La procureure suit les conclusions de l’IGPN et JMC se retrouve devant le tribunal correctionnel qui… relaxe l’accusé et accuse, en revanche, l’IGPN de légèreté et de parti-pris. La procureure, acharnée, fait appel.
La cour d’appel de Pau confirme le jugement en première instance et enfonce le clou dans son arrêt, fustigeant le rapport de l’IGPN qui « révèle à sa lecture (…) un parti pris immédiat contre les déclarations de JMC puisque avant même d’avoir effectué une quelconque audition, le commandant de police prenant en compte l’enquête réalisée par la DDSP [direction départementale de la sécurité publique] des Pyrénées-Atlantiques qualifiera les conclusions de son homologue, le commandant Delos, de “très curieuses” ». « Ce fonctionnaire de police utilisera dans ses propres conclusions du 5 juin 2018 un grand nombre de formulations plus subjectives que descriptives ou démonstratives, mentionnant le “côté fantaisiste” des déclarations de JMC », développe la cour d’appel, qui estime que « les déclarations de JMC ont été constantes, cohérentes, qu’elles rejoignent celles faites » par les mineurs interpellés, « qu’elles sont compatibles avec les constatations médicales réalisées ». (Le Monde)

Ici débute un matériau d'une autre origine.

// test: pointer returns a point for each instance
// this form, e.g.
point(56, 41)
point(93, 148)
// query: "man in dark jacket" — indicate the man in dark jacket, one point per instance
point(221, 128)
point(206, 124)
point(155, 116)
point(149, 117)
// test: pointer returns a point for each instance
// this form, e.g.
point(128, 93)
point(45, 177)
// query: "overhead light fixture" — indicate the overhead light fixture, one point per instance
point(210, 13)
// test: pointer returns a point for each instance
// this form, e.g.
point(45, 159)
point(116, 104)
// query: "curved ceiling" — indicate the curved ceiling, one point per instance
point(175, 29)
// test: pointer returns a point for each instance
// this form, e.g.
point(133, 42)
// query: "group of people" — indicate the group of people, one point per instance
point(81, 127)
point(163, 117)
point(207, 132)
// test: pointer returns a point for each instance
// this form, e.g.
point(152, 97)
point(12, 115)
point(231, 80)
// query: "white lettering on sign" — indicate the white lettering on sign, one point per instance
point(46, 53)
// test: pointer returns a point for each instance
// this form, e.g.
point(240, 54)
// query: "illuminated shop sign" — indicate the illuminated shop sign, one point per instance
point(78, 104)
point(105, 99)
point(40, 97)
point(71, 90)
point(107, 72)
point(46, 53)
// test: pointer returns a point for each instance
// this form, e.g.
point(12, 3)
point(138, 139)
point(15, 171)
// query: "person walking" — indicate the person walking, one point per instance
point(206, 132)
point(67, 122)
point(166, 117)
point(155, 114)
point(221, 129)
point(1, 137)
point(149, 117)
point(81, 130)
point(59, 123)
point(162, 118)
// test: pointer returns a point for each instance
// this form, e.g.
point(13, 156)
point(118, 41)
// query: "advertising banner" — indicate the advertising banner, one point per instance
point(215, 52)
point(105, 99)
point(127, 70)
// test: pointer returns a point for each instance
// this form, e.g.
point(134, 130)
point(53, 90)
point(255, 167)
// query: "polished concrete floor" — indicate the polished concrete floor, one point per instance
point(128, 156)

Gageons que le commandant de police de l’IGPN, si sévèrement désavoué par la justice, et la procureure vont poursuivre une carrière, sinon brillante, au moins tranquille. Il n’en est pas de même pour leur victime, le policier lanceur d’alerte, muté d’office à Lourdes et placardisé au service des fourrières, avec juste une chaise en bois pour tout mobilier.
Ainsi dans deux cas, éloignés et différents, les lanceurs d’alerte, sont les victimes ! L’IGPN a démontré qu’elle est complice. Et la haute hiérarchie, préfecture de police à Paris, l’est tout autant. Constat affligeant et hélas désespérant. Car derrière cette lâcheté complice – qui va jusqu’aux ministres et pas que le mini-sarko actuel – il y a la toute puissance de nuisance de ‘syndicats ‘ quasi factieux, comme la manif en uniforme et avec véhicules de fonction devant le domicile de la maire de Rennes l’a prouvé.